I initially applied D7.7.1 and forgot that that module directly overwrote the updated changes to ajax.js. Re-applied the same code to ajax.js in that module and all forms worked again in Chrome 83...

effulgentsia’s picture

ajax.js in Jquery Update contrib module

Which version of jQuery Update still has an override of ajax.js?

effulgentsia’s picture

@dzerayeah: can you open a new issue and then add a comment here linking to it? Then we can continue trying to figure out your unique case there.

gabrlknght’s picture

@effulgentsia I wasn't on the alpha channel for Jquery Update after applying D7.7.1. Was still on the 7.x-2.7 branch and noticed the issue was still present for me via HTTPS.

finne’s picture

FYI jquery upload was broken by the 19-02-2020 Chrome browser update 83.0.4103.61.
https://bugs.chromium.org/p/chromium/issues/detail?id=1084874
Fixed in release from 03-06-2020 (83.0.4103.97)... phew.

effulgentsia’s picture

@gabrlknght: I just downloaded a clean copy of jQuery Update 2.7 and I don't see ajax.js anywhere in it. I also can't find it anywhere in the git history of that project. Maybe there was some patch that you applied at one point that put it there?

kazah’s picture

I have the same problem on d6 (drupal 6).

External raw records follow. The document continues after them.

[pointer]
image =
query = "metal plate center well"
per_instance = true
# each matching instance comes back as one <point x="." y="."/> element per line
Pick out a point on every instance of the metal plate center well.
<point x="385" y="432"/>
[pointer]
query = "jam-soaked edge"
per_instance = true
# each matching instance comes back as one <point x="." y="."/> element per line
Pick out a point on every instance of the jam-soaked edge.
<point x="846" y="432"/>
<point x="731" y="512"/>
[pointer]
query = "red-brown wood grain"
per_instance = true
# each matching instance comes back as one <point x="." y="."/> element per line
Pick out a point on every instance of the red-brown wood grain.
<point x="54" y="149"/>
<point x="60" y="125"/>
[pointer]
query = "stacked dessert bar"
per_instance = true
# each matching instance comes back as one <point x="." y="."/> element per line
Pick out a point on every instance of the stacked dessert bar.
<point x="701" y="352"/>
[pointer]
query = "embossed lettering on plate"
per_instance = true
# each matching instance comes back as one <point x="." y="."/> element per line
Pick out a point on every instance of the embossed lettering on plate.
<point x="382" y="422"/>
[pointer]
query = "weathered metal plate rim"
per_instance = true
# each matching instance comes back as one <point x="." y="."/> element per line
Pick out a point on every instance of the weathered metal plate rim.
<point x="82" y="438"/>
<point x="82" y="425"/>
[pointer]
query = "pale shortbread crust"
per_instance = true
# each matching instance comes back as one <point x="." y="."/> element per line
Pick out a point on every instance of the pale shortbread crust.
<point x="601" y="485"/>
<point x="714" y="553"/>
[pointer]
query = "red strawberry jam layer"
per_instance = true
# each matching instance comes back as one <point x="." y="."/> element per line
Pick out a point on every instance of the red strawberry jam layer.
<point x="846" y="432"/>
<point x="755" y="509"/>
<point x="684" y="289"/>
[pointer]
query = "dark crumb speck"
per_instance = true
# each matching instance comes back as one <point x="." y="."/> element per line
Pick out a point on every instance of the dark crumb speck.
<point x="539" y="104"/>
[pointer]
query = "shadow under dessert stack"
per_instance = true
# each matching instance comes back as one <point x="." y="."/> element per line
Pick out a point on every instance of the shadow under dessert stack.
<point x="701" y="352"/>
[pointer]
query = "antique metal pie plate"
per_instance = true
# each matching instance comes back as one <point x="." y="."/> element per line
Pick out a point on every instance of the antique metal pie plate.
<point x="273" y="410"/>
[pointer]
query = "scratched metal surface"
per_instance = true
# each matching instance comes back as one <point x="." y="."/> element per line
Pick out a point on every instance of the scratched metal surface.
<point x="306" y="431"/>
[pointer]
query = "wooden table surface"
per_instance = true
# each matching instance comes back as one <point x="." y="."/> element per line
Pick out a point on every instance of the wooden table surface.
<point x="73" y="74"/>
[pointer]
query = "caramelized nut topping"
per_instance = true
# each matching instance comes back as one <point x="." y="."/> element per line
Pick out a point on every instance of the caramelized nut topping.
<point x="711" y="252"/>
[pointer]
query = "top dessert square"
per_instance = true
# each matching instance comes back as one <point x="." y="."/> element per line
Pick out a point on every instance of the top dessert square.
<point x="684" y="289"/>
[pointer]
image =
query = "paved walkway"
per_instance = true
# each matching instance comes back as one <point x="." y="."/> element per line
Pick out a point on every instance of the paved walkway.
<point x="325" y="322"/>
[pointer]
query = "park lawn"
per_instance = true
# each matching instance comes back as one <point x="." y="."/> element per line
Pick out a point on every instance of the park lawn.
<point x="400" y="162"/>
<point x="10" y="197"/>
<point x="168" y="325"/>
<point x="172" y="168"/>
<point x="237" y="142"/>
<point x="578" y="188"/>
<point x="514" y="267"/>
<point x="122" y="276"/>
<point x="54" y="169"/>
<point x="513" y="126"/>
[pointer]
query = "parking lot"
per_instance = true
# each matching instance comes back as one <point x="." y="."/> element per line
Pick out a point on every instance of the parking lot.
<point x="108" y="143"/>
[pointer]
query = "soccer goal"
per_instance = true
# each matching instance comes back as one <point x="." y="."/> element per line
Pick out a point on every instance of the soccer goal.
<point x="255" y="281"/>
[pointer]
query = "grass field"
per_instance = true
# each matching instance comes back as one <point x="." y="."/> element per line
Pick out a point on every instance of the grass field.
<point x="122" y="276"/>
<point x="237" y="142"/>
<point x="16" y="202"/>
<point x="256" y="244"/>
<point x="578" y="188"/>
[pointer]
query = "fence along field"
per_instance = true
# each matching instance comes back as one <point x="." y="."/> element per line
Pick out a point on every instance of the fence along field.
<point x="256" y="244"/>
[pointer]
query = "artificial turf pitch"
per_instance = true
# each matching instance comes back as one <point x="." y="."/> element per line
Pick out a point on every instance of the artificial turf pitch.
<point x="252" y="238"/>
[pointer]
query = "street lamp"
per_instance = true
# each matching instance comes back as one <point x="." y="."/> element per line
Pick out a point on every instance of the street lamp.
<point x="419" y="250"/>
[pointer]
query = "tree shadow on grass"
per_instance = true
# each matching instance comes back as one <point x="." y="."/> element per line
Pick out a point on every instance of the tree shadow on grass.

Can anybody fix it for this?

tomdearden’s picture

@kazah - you might find that the D6LTS project release a backport at some point:

https://www.drupal.org/project/d6lts

If you're not already tracking the patches released by this project on a D6 site, can I suggest you do? There have been quite a few security updates for D6 released this way since it went EOL.

effulgentsia’s picture

Chrome rolled out their fix already as well. So even if no one backports this for D6, just restarting Chrome should do the trick.

kazah’s picture

Thank you my friend!
I have restored my old version of the site ....spent three days for this awfull error))

Simply restart Chrome helped me. Thank you very much!

MrPaulDriver’s picture

This bug seems to have landed in Microsoft Edge now.

steveganz’s picture

This fix applies to Microsoft Edge as well.

earthday47’s picture

Whereas #19 had fixed the issue for me, #83 does not fix the issue. I am still encountering the bug with "Add more" buttons on Drupal 7.71 in Chrome 83. So should this rightly be called fixed?

mcdruid’s picture

@earthday47 I'm not sure if that sounds like exactly the same issue.

Could you please file a new issue with as much detail as possible; ideally including steps to reproduce the issue with a clean copy of D7 and any modules necessary, plus exact browser versions etc..

Status: Fixed » Closed (fixed)

Automatically closed - issue fixed for 2 weeks with no activity.

nitheesh’s picture

leymannx’s picture

It's on you to debug this, read through the issue, try out the patches and/or update your site.